Les grands-parents avaient demandé à Rav Israël son opinion mais il ne se sentait pas la force de prendre une décision, préférant laisser cette responsabilité à un chef du peuple juif. Il proposa d’écrire, à la place de la famille, aux personnalités rabbiniques marquantes de l’époque. Au total, il envoya une lettre à vingt-trois sommités, expliquant la situation et demandant s’il fallait procéder à l’opération ou non. Or, après la guerre, le peuple juif était tellement choqué par l’ampleur du désastre, il y avait tant de questions insolubles, tant de douleur que les rabbins ne savaient plus à qui répondre.

Mais il reçut néanmoins une réponse.

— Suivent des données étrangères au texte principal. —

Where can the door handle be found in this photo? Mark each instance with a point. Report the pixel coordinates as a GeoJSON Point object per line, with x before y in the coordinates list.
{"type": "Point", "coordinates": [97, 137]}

Une sur vingt-trois.

Le seul qui répondit fut le Rabbi de Loubavitch.

Il écrivit que son cœur saignait à la lecture de tant de peine mais qu’il se sentait incapable de répondre à la question. Cependant, il mit en avant une suggestion qu’il avait entendue de son défunt beau-père, le Rabbi (précédent) : celui qui étudie ‘Hitat chaque jour connaît la délivrance.

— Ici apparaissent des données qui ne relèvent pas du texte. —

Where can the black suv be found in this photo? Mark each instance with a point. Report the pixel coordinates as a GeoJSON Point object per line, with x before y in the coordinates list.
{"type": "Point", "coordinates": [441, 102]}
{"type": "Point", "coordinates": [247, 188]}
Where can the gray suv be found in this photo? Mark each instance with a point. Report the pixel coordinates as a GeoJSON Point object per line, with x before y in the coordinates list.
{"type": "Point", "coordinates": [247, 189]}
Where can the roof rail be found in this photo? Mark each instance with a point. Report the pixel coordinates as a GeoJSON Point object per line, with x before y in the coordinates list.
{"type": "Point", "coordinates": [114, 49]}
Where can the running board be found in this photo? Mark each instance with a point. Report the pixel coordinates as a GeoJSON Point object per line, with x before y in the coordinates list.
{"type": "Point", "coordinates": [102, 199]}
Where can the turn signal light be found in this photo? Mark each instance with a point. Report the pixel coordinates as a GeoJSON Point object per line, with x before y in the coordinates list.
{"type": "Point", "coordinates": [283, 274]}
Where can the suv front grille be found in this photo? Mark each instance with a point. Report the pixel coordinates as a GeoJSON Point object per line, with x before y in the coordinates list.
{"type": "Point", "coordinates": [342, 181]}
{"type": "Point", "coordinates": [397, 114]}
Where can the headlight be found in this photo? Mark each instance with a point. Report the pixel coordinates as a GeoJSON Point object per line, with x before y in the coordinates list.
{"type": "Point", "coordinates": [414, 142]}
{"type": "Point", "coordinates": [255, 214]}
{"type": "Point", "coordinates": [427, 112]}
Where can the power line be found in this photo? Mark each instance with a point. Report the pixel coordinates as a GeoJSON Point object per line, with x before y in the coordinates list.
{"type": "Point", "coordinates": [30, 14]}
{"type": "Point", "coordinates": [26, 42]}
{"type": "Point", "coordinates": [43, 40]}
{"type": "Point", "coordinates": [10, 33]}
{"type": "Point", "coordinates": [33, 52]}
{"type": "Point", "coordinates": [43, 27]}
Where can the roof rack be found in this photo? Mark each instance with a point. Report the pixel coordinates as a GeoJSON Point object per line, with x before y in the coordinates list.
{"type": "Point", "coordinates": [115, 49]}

Qu’est-ce que ‘Hitat ? C’est l’abréviation de ‘Houmach (les cinq livres de Moïse), Tehilim (les Psaumes du roi David) et Tanya (l’œuvre maîtresse de Rabbi Chnéor Zalman de Lyadi, fondateur du mouvement ‘HaBaD). Le Rabbi recommandait que mon père commence à étudier chaque jour une portion de cette étude telle qu’elle avait été définie par le Rabbi précédent.

Comme le Rabbi avait été le seul à répondre, Rav Israël décida de lui téléphoner directement. Après beaucoup d’efforts (car, à cette époque, il était difficile de téléphoner à l’étranger), il contacta le secrétariat du Rabbi et indiqua que la suggestion du Rabbi n’était pas possible car mon père était bien trop faible pour étudier ‘Hitat. On lui répondit que, dans ce cas, un autre membre de la famille devait le faire à sa place.

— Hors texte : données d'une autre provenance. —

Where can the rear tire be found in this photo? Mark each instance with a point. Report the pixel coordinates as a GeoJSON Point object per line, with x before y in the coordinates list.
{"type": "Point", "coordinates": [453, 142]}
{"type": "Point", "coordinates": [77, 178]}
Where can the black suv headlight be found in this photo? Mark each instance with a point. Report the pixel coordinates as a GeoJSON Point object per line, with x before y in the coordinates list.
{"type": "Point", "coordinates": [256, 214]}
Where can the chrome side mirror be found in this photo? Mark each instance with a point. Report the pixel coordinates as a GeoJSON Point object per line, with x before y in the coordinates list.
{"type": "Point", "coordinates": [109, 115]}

- Mais il a perdu toute sa famille pendant la guerre ! s’exclama Rav Israël.

- Alors le Rabbi suggère qu’un ami se porte volontaire pour cela, lui répondit le secrétaire.

Bien qu’il ne fût pas Loubavitch, Rav Israël prit très au sérieux la directive du Rabbi et devint cet ami qui étudiait ‘Hitat à la place de mon père. C’est ce qu’il raconta à mon frère.

Au bout de six semaines, mon père s’était remarquablement remis et les médecins évoquèrent son éventuelle sortie de l’hôpital, ce qui se réalisa effectivement six semaines plus tard.

Mon père suivit alors le conseil de Rav Schwab de la Yechiva de Gateshead qui cita le dicton talmudique : « Celui qui change d’endroit change de Mazal, destin ». Et c’est la raison pour laquelle nous avons déménagé à Gateshead quand j’eus cinq ans.

A partir de ce moment, mon père vécut en bonne santé, put travailler et même s’impliquer activement dans les affaires communautaires, jusqu’à un âge avancé.

Lors de cette conversation, Rav Israël avait précisé quelque chose d’étonnant : « Je n’ai jamais cessé d’étudier ‘Hitat chaque jour depuis quarante ans. Et j’ai très certainement l’intention de continuer ! ».

Je transmets cette histoire parce qu’elle démontre qu’on ne peut pas savoir par quel canal spirituel nous sommes nourris.

Et cela me fait réfléchir à tout ce que le Rabbi a fait et continue de faire pour nous.